Hippocampal-sparing RT is already implemented as standard practice in cranial RT. However, superior cognitive outcome with this approach has not yet been demonstrated for patients with LGG. The well-known normal tissue complication probability (NTCP) model for verbal memory outcome based on the dose in 40% of the bilateral hippocampus volume [24], did not perform well in a cohort with LGG [33]. Therefore high-quality NTCP models are not yet available for estimating cognitive endpoints in patients with LGG. In this study we did find a relationship between RT dose to the left hippocampus and hippocampus volume, in line with other studies [10], [11]. However, verbal memory performance was not related to left hippocampus dose, and instead we found a relationship with received dose to the left cerebrum. A possible explanation for this finding could be that a more intricate functional network in the left cerebrum, extending beyond the hippocampus, is important for verbal memory function [34]. The complex relationship between RT dose to the hippocampus and verbal memory function requires further exploration, particularly in patients with LGG, before it can be further implemented for RT technique selection.

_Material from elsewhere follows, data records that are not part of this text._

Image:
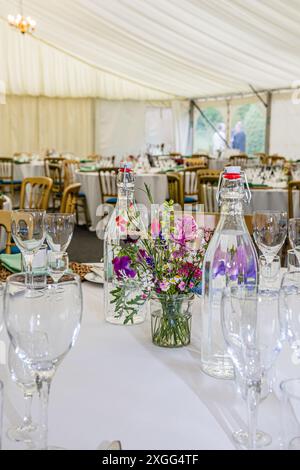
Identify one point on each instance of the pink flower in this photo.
(181, 286)
(185, 229)
(155, 228)
(164, 286)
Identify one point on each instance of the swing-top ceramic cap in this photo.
(232, 172)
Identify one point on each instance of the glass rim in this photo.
(269, 211)
(284, 387)
(42, 211)
(170, 298)
(12, 279)
(59, 214)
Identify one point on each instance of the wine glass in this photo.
(59, 231)
(58, 265)
(24, 377)
(28, 232)
(269, 231)
(1, 412)
(290, 288)
(251, 328)
(294, 236)
(42, 333)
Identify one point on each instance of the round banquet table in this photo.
(90, 187)
(116, 385)
(26, 170)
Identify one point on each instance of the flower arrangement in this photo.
(166, 263)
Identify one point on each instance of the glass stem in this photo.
(28, 258)
(43, 386)
(27, 420)
(252, 404)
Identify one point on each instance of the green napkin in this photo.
(87, 169)
(12, 263)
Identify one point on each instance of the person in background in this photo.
(219, 139)
(239, 138)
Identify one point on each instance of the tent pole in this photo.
(191, 126)
(268, 122)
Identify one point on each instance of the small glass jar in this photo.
(171, 319)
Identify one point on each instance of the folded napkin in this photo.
(12, 263)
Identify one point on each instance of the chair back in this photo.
(207, 181)
(175, 187)
(239, 160)
(6, 169)
(293, 186)
(197, 160)
(5, 222)
(273, 160)
(107, 162)
(70, 198)
(35, 193)
(69, 171)
(108, 183)
(210, 220)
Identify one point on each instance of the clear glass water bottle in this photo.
(231, 259)
(124, 296)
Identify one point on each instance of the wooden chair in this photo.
(206, 181)
(293, 185)
(69, 199)
(273, 160)
(190, 184)
(108, 185)
(175, 187)
(7, 182)
(54, 170)
(238, 160)
(70, 167)
(210, 220)
(5, 222)
(107, 162)
(35, 193)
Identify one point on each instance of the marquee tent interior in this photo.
(111, 68)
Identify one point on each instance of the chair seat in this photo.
(112, 200)
(190, 199)
(10, 182)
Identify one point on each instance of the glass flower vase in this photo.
(171, 319)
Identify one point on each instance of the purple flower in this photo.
(185, 229)
(122, 267)
(181, 286)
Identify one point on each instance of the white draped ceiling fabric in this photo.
(140, 50)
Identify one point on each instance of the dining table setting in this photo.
(169, 329)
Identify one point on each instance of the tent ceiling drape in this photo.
(158, 49)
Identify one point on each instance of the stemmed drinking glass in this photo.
(43, 333)
(28, 232)
(59, 231)
(24, 377)
(58, 265)
(294, 236)
(269, 231)
(290, 288)
(251, 328)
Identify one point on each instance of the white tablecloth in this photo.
(116, 385)
(90, 187)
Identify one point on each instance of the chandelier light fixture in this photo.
(22, 23)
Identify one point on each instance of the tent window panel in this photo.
(206, 138)
(248, 127)
(159, 127)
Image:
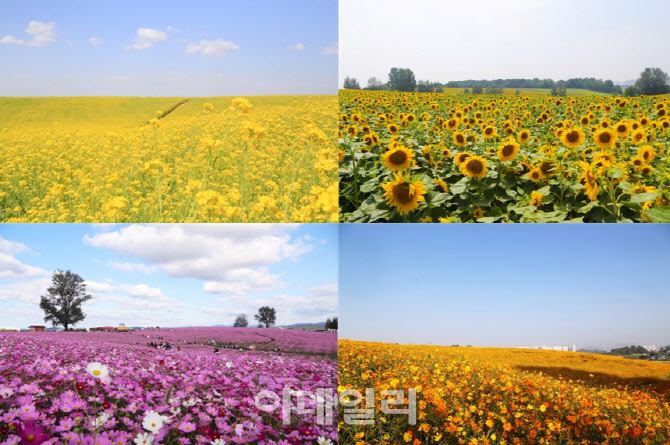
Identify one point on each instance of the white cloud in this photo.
(243, 281)
(132, 267)
(211, 48)
(94, 287)
(316, 305)
(27, 291)
(233, 259)
(146, 38)
(11, 40)
(330, 50)
(12, 267)
(142, 291)
(42, 34)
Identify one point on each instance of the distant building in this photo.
(570, 348)
(103, 329)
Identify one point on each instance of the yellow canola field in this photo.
(258, 159)
(507, 396)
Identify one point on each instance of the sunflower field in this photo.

Definite conclusions on dose–effect relationships in this study are limited by the small number of patients and cross-sectional design without longitudinal evaluation of changes. To investigate the cerebrum as a whole, without subsequent definition of specific subregions beside the hippocampus, is missing the refinement that is needed for these NCF and MRI evaluations. The lack of high-quality baseline data restrained the investigation of longitudinal RT-induced changes. Furthermore, we cannot rule out bias resulting from multiple testing. Therefore, this work should be regarded as a pilot study that could be important for generating new hypotheses and strategies for future studies.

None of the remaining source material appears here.